Ventiquattro secoli non hanno eroso la figura tragica di Edipo. Peter Stein ha saputo mostrarlo con una messa in scena dell’Edipo a Colono di Sofocle, tragedia in cui è narrata la misteriosa fine dell’eroe greco.

L’opera, ospitata negli spazi del Berliner Ensemble tra la fine di agosto e la seconda metà di ottobre, è una rappresentazione molto fedele al testo originale, del quale lo stesso Stein ha curato la traduzione in tedesco.

Klaus Maria Brandauer impersona il vecchio Edipo, giunto ramingo e reietto a Colono, una periferia di Atene, in sola compagnia della figlia Antigone (Katharina Susewind). La scena è semplice, e rende con pochi elementi l’atmosfera religiosa e arcaica del testo. Il boschetto sacro alle Emeunidi, delimitato da un muricciolo scrostato tendente al lilla, occupa il centro del palco. L’idea della vicina Atene è accennata da due canti di palazzo agli estremi del lato frontale della scena, le aperture dei quali servono per le entrate rispettivamente dei Tebani e degli Ateniesi.

Edipo, che per volere degli dèi si macchiò a sua insaputa di incesto e parricidio, è stato scacciato anni prima da Tebe dai due figli, ora in discordia tra loro, e giunge in scena cieco e in abiti laceri, stanco della vita e delle vanità umane, desideroso solo di concludere il proprio corso assecondando il fato, presso il bosco sacro di Colono.

 

Una scena dello spettacolo (foto: Monika Rittershaus)

I costumi di Moidele Bickel e gli accorgimenti scenici di Ferdinand Wögerbauer alternano continuamente elementi anacronistici alla ricerca di fedeltà di Stein. Un paio di vecchi anfibi spuntano dalla tunica sconcia di Edipo, che roso d’età e di sventura siede per quasi tre ore su una seggiola ben laccata. Il coro di Ateniesi lamenta la miseria del genere umano in giacca, coppola e scarponici, e Teseo (Christian Nickel), il pio re d’Atene, pare quasi un angelo, nel suo completo bianco smagliante.

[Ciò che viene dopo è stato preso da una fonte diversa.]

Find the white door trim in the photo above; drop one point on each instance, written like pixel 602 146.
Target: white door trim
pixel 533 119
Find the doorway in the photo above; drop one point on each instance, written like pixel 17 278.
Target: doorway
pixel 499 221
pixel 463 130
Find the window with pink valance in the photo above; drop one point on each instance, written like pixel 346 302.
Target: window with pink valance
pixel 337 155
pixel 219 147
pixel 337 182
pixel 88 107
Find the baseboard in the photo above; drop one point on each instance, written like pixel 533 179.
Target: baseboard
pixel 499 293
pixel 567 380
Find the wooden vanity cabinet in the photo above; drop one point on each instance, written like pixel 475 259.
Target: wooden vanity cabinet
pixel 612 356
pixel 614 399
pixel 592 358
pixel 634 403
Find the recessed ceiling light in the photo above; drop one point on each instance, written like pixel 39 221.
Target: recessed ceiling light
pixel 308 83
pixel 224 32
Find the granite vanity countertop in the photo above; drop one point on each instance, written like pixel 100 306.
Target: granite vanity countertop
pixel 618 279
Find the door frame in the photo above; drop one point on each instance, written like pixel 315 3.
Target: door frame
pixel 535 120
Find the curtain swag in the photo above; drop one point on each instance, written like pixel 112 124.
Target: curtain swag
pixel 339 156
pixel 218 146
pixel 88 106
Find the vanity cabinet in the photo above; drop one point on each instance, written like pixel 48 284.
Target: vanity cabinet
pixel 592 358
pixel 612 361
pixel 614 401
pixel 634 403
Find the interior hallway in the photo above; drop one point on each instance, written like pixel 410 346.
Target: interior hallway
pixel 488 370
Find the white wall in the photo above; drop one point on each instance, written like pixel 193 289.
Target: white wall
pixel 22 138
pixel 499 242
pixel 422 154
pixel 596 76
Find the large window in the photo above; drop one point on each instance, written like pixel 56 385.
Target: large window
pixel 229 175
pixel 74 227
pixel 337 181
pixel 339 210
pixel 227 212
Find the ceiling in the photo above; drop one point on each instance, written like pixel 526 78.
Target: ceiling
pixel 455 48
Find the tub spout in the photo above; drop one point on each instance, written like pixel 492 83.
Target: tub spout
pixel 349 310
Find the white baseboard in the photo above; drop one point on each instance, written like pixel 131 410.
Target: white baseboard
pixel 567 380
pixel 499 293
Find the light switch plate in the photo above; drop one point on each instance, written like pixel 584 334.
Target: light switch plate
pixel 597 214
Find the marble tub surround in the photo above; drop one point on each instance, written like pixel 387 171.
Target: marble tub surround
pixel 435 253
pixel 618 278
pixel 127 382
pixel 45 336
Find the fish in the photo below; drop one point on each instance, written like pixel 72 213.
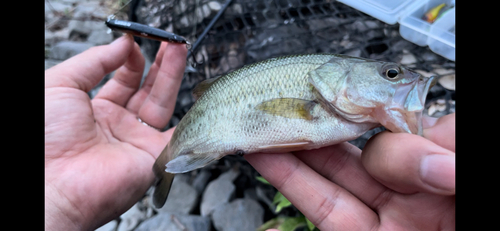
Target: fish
pixel 291 103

Gli abiti di scena rappresentano una delle migliori qualità di questa produzione, alla quale danno un tocco di sorpresa e frivolezza che rinfresca il duro disincanto del messaggio di Sofocle.

Poiché una profezia dell’oracolo ha promesso il trono di Tebe all’uno dei figli d’Edipo che ottenesse l’appoggio del padre, vediamo giungere Ismene (Anna Graenzer), Creonte (Jürgen Holtz) e Polinice (Dejan Bućin) a implorare e ricattare il vecchio eroe.

Holtz ci offre un Creonte dandy e prepotente, che in sedia a rotelle e abito rosso fiammante rapisce le due figlie di Edipo per costringere questo a seguirlo a Tebe. I militi tebani indossano strette tute da motociclista in pelle verde, di cui è vestito anche Polinice, anche se in colore nero.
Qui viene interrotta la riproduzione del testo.